Ingevolge artikel 52, eerste lid, (vanaf 1 augustus 2010: artikel 1:52, eerste lid) geschiedt kinderopvang op basis van een schriftelijke overeenkomst tussen de houder en de ouder.
Ingevolge artikel 1.1, eerste lid, van de Wkkp wordt onder gastouder verstaan: de natuurlijke persoon van 18 jaar of ouder die gastouderopvang biedt, met uitzondering van natuurlijke personen van wie een of meer kinderen op bij algemene maatregel van bestuur aan te wijzen gronden onderworpen zijn aan ondertoezichtstelling of voorlopige ondertoezichtstelling als bedoeld in artikel 254, onderscheidenlijk artikel 255, van Boek 1 van het Burgerlijk Wetboek, en met uitzondering van de persoon die op hetzelfde woonadres als de ouder of diens partner staat ingeschreven in de gemeentelijke basisadministratie persoonsgegevens.
5. [appellante] betoogt dat de rechtbank heeft miskend dat de Belastingdienst/Toeslagen met betrekking tot het toeslagjaar 2010 ten onrechte heeft geconcludeerd dat eerst met ingang van 1 april 2010 kinderopvang is geboden op basis van een schriftelijke overeenkomst met het gastouderbureau.

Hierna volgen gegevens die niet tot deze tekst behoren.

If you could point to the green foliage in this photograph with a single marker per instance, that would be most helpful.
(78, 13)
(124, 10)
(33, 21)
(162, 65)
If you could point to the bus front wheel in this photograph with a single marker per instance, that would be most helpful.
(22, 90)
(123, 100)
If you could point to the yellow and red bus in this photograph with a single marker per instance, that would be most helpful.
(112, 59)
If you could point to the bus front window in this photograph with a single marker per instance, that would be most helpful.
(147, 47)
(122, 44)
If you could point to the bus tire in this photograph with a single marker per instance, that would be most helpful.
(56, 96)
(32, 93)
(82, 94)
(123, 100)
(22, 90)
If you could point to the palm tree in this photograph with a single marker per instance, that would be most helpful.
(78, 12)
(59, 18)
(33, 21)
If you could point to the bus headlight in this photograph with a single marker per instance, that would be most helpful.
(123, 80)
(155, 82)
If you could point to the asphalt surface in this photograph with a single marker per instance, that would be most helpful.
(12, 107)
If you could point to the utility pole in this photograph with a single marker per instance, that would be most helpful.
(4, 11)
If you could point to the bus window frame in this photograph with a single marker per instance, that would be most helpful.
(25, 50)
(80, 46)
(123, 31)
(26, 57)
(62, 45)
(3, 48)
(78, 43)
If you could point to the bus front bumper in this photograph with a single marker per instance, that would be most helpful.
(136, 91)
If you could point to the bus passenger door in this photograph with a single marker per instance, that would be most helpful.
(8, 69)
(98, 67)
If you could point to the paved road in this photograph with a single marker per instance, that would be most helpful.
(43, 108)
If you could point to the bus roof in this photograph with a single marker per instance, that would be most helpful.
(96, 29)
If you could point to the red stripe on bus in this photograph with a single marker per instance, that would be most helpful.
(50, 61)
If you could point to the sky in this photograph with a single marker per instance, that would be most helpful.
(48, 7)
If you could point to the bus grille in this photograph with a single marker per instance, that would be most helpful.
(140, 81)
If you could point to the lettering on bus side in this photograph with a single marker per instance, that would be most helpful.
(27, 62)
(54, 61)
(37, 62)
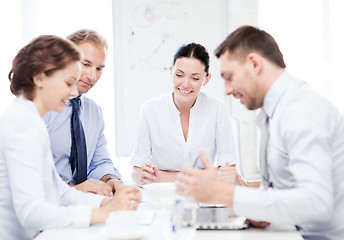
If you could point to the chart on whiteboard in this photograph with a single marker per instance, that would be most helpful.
(147, 35)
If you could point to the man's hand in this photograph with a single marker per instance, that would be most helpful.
(149, 174)
(205, 185)
(113, 182)
(128, 198)
(259, 224)
(228, 174)
(95, 186)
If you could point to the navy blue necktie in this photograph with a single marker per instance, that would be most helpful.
(78, 152)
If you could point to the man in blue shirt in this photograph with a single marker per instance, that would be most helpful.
(102, 177)
(302, 154)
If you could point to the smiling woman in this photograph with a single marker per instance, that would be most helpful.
(43, 76)
(175, 127)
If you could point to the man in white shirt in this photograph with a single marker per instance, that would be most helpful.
(305, 153)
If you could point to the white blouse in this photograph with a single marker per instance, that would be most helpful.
(33, 196)
(161, 141)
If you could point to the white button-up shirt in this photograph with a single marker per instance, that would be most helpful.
(33, 196)
(161, 141)
(306, 163)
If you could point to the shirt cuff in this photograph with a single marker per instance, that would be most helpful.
(103, 169)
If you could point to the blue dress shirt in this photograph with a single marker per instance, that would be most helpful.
(98, 159)
(33, 196)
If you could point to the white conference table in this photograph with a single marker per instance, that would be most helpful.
(153, 227)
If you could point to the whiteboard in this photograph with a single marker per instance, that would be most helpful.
(147, 33)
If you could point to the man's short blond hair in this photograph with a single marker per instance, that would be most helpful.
(86, 35)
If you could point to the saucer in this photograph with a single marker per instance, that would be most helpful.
(130, 235)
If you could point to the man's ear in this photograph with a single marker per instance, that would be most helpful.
(38, 79)
(207, 79)
(256, 62)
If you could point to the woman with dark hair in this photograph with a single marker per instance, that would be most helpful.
(175, 127)
(33, 196)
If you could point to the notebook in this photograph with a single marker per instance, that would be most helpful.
(219, 218)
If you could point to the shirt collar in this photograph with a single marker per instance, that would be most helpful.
(193, 108)
(275, 93)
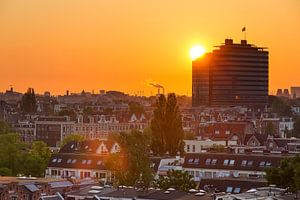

5.1. Zoals de Afdeling eerder heeft overwogen (bijvoorbeeld in de uitspraak van 18 september 2013 in zaak nr. 201300066/1/A2), bestaat geen aanspraak op een voorschot kinderopvangtoeslag, indien geen overeenkomst, als bedoeld in artikel 52 van de Wko (vanaf 1 augustus 2010: artikel 1:52, eerste lid van de Wkkp), de basis voor de opvang vormt. Ingevolge voormelde bepaling, gelezen in verbinding met artikel 18, eerste lid, van de Awir, moet degene die aanspraak op toeslag maakt aan de hand van een schriftelijke overeenkomst met de houder van een gastouderbureau aantonen dat de opvang op basis van zodanige overeenkomst plaatsvindt.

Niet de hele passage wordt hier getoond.